The New Zealand Meteorological Service (NZMS) operates a Lightning Detection Network that records the location and magnitude of lightning strikes throughout New Zealand. The number of strikes can vary greatly from year to year and between regions. The NZMS can generate a lightning map centred on any chosen location.
Most lightning strikes are cloud-to-cloud, but on average one in ten discharges to ground. These are the strikes that can damage nearby unprotected electronic equipment.
Many NIWA monitoring sites are in remote locations, often only accessible by helicopter, so site visits can be costly. Lightning-damaged equipment will also inevitably result in gaps in the data record.
The lightning protection equipment
The Rose Ridge monitoring station lightning protection system captures lightning strikes, conveys the energy to ground and dissipates it in the grounding system.
The lightning protection system comprises (top to bottom):
- dynasphere air terminal
- down conductor
- lightning event counter
- grounding system.
The dynasphere air terminal is mounted on an insulated mast and is the highest point on the tower. It provides a target for lightning discharges that might otherwise strike, and damage, the instruments. But the dynasphere is no passive lightning rod – it dynamically initiates an upward streamer during thunderstorm conditions to capture the lightning discharge.The discharge current is safely conveyed to ground through a specially designed insulated down-conductor that contains the lightning’s energy within the cable as it flows to ground, within a few millionths of a second.
A lightning event counter, installed on the down-conductor, automatically records lightning strikes.
To provide effective grounding in the rocky alpine environment the lower end of the down-conductor is terminated with copper ribbon. We fanned this ribbon out into trenches and crevices that we then filled with a special ground enhancement material (GEM).
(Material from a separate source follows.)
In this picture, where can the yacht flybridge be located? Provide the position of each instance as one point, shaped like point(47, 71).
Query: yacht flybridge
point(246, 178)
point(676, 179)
This is electrically-conducting cement that improves the transfer of lightning energy into the ground where it dissipates safely.
We also provided secondary protection – while the primary protection system safely deals with the bulk of the energy from a lightning strike, smaller but still damaging amounts of energy can enter via signal cables. To prevent this, we fitted electronic transient suppression devices to protect the electrical inputs of the monitoring instruments.
Lightning does strike twice
To assess the success of the lightning protection system, we had to be sure that there had been at least one direct lightning strike, and that there had not been any consequent damage. We installed a lightning event counter to record and provide evidence of direct lightning strikes.
Over the first five year period we recorded two direct strikes with no equipment damage.